Distributed genetic algorithm for application placement in the compute continuum leveraging infrastructure nodes for optimization

TL;DR

This paper tackles resource optimization in fog computing by proposing three in-situ, distributed NSGA-II designs (Semi-distributed, Fully-distributed, and Neighbor-aware) that run on fog devices with a cloud coordinator. Using the fog application placement problem (FAPP) as a benchmark, the authors evaluate the trade-offs between solution quality and network overhead, comparing against a centralized NSGA-II baseline. The Semi-distributed design closely matches centralized performance but incurs higher network load, while Fully-distributed reduces network traffic at a cost to diversity and objective richness; the Neighbor-aware design minimizes communication yet delivers the weakest optimization performance. The work provides practical guidance for deploying distributed GAs in fog environments and outlines future directions, including hybridization and improved sub-population metrics to boost performance with low overhead.

Abstract

The increasing complexity of fog computing environments calls for efficient resource optimization techniques. In this paper, we propose and evaluate three distributed designs of a genetic algorithm (GA) for resource optimization in fog computing, within an increasing degree of distribution. The designs leverage the execution of the GA in the fog devices themselves by dealing with the specific features of this domain: constrained resources and widely geographical distribution of the devices. For their evaluation, we implemented a benchmark case using the NSGA-II for the specific problem of optimizing the fog service placement, according to the guidelines of our three distributed designs.
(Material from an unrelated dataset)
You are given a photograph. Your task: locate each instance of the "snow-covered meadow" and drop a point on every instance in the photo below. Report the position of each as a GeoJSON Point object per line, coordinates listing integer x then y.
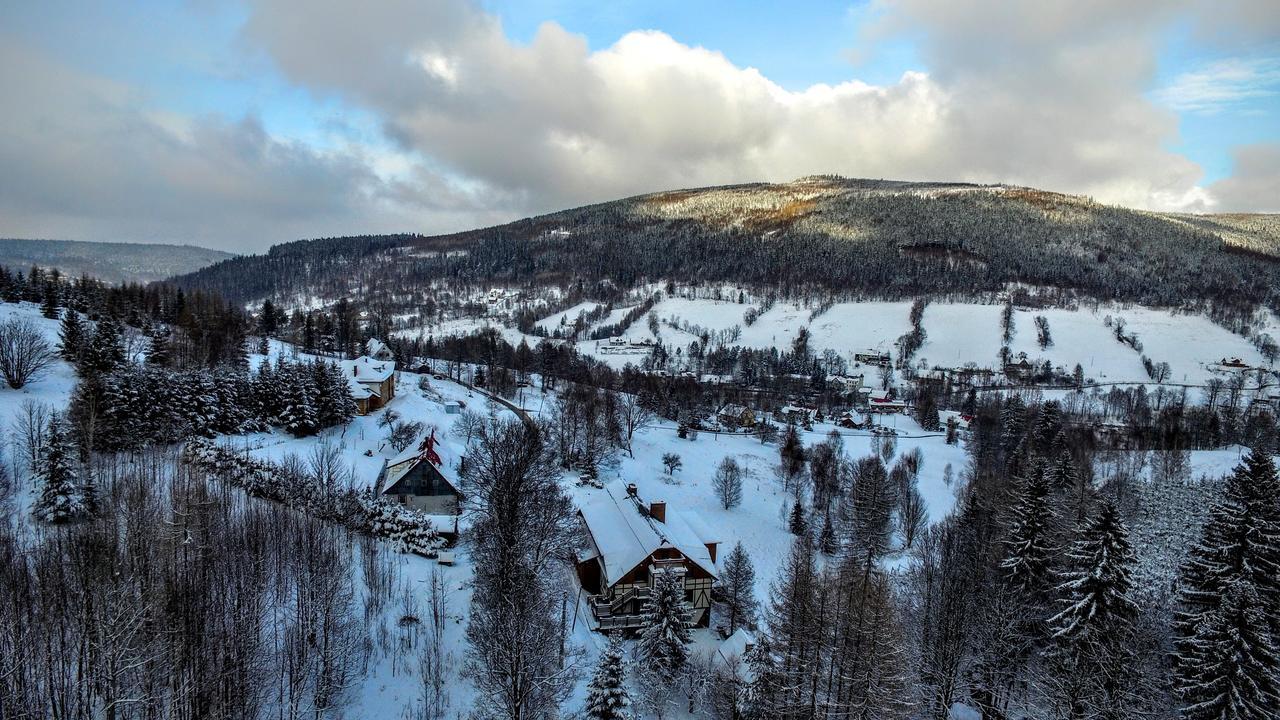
{"type": "Point", "coordinates": [391, 684]}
These three experimental scenarios were compared with a control case, a traditional centralized version of this GA algorithm, considering solution quality and network overhead. The results show that the design with the lowest distribution degree, which keeps centralized storage of the objective space, achieves comparable solution quality to the traditional approach but incurs a higher network load. The second design, which completely distributes the population between the workers, reduces network overhead but exhibits lower solution diversity while keeping enough good results in terms of optimization objective minimization. Finally, the proposal with a distributed population and that only interchanges solution between the workers' neighbors achieves the lowest network load but with compromised solution quality.

Figures (8)

• Figure 1: Research domains of the related work and the research gap covered with our proposal.
• Figure 2: Message diagram for the communication in the Semi-distributed GA proposal. The optimization tasks executed by workers and the coordinator are labeled in blue color. The messages are labelled in black color with the format "topic {payload}".
• Figure 3: Message diagram for the communication in the Fully-distributed and Neighbor-aware GA proposals. The optimization tasks executed by workers are labeled in blue color. The messages are labeled in black color with the format "topic {payload}". The optional designs for the initialization and finish phases are blurred.
• Figure 4: Objective spaces of the four experiment scenarios.
• Figure 5: Quantitative evaluation of the minimization of the objectives of the Pareto fronts through the Generational Distance metric.